Okay, Nick. So on Aeronautics, you are absolutely right. The main driver of the increase in revenues is EFA Kuwait, absolutely. There is also a certain increase in the JSF revenues. So those are the segments that determine the delta.

With respect to profitability, there is a mix of phenomenon. There is certainly a component of pass-through activities that we have on the program because as you know, we are prime of an EUR 8 billion contract and the large portion of the activity is also done by our joint -- our partners in the EFA Consortium.

Therefore, on those activities, the margins are lower. But again, that's very typical for the business.

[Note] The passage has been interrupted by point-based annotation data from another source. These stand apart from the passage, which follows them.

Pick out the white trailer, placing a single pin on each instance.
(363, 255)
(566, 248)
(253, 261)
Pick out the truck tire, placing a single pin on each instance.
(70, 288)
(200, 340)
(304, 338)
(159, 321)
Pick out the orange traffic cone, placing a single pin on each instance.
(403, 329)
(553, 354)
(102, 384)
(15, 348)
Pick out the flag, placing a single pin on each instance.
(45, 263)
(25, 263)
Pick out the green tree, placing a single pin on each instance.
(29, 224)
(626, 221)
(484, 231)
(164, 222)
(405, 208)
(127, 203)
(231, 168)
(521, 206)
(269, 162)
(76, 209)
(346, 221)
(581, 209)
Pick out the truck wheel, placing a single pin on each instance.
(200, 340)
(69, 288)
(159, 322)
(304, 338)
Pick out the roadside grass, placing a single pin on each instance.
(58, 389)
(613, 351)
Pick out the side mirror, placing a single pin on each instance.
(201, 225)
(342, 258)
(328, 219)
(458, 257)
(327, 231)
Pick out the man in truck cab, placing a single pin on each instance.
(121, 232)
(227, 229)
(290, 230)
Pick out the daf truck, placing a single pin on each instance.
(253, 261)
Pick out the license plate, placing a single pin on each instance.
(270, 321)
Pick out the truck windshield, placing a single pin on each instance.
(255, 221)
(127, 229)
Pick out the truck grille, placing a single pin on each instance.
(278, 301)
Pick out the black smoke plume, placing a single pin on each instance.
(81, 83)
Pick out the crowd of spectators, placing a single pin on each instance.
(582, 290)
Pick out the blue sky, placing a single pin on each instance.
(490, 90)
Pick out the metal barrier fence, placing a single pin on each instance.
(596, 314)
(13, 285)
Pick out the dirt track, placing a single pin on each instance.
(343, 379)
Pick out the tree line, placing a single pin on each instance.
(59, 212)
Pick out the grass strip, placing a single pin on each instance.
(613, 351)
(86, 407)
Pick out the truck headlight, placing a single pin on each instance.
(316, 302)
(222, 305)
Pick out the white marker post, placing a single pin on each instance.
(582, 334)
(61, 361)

Nonetheless, the higher -- the highest impact on the segment profitability number that you see is associated with the ATR change in profitability year-over-year.

On DRS, margin for DRS, the margins in DRS are improving. They're benefiting from a leverage effect because volumes are really ramping up at double-digit rates for 2 consecutive years. So you see a tremendous operating leverage effect.

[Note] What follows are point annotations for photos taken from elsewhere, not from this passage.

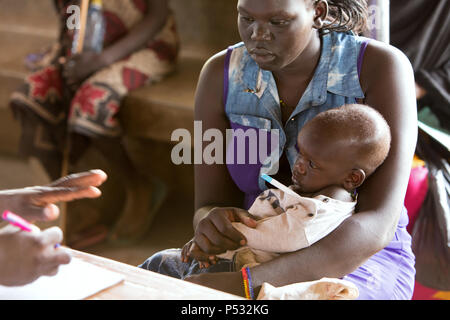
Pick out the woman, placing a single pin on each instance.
(292, 65)
(25, 256)
(140, 47)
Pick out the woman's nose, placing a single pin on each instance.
(260, 33)
(300, 166)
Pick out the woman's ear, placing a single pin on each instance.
(354, 179)
(321, 13)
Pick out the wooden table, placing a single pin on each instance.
(141, 284)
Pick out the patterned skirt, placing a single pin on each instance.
(47, 111)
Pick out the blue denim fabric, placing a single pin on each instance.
(252, 100)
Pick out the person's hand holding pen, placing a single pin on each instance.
(38, 203)
(25, 255)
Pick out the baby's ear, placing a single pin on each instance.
(354, 179)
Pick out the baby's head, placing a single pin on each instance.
(341, 147)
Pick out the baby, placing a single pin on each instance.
(338, 150)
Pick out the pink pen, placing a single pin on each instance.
(20, 222)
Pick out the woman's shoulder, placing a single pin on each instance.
(382, 60)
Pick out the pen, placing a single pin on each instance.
(20, 222)
(279, 185)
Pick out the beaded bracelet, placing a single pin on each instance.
(248, 289)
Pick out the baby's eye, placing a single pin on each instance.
(312, 165)
(279, 22)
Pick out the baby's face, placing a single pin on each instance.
(321, 162)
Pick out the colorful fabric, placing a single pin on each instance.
(252, 103)
(92, 109)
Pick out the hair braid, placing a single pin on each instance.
(347, 15)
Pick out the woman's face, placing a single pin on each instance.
(275, 32)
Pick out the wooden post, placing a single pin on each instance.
(379, 20)
(65, 162)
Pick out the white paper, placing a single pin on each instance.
(75, 281)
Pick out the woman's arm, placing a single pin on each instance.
(217, 198)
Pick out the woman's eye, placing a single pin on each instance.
(279, 22)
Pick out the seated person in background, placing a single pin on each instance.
(355, 134)
(25, 256)
(140, 47)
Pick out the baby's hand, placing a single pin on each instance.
(192, 250)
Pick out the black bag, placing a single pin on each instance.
(431, 233)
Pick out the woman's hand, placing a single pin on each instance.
(26, 256)
(37, 203)
(80, 66)
(192, 251)
(215, 234)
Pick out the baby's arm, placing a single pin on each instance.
(337, 193)
(192, 251)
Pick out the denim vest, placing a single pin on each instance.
(252, 104)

And gradually, we are seeing a change in mix with -- especially next year, we'll see lower contribution from development contracts carrying lower margins and higher contribution from production contracts, which carry higher margins. So this change in mix will certainly move the profitability upwards.

N
Nick Cunningham
analyst

Thank you. Just a brief follow-up on DRS. If you look at, if you like, the product mix of the business and what the DoD kind of allows contractors to make, it depends a lot on that product mix. Is DRS really, if you like, an 11% sort of peak of cycle business or potentially a 15% peak of cycle business?

A
Alessandro Profumo
executive

Nick, I think there is no mid-tier American company that is 15%. Sorry, we cannot be higher than the best-in-class, if we talk of mid-tier. If we talk of larger over the first year, clearly, the [ AR ] and [ IR ] with [ aero ] Space, thanks to specific programs.

So we do expect to be very well-positioned in the mid-tier segment, as we said. And you remember that we always said that I think that if we over-plan, we'll beat double digit.

Please, sorry if I finished. It is also related to the fact that sooner or later, there will be a sort of normalization in the order intake. The peak will continue to grow 15% in terms of new orders. These new orders will dilute the results but the bottom line will be higher. So it's a very good way to be diluted.

V
Valeria Ricciotti;Head of Investor Relations and Credit Rating Agencies
executive

Thank you, all of you. As usual, the Investor Relations team is available for follow-up calls.

A
Alessandra Genco
executive

Thank you.

A
Alessandro Profumo
executive

Many thanks.

Operator

Ladies and gentlemen, thank you for joining. The conference is now over. You may disconnect your telephones. Thank you.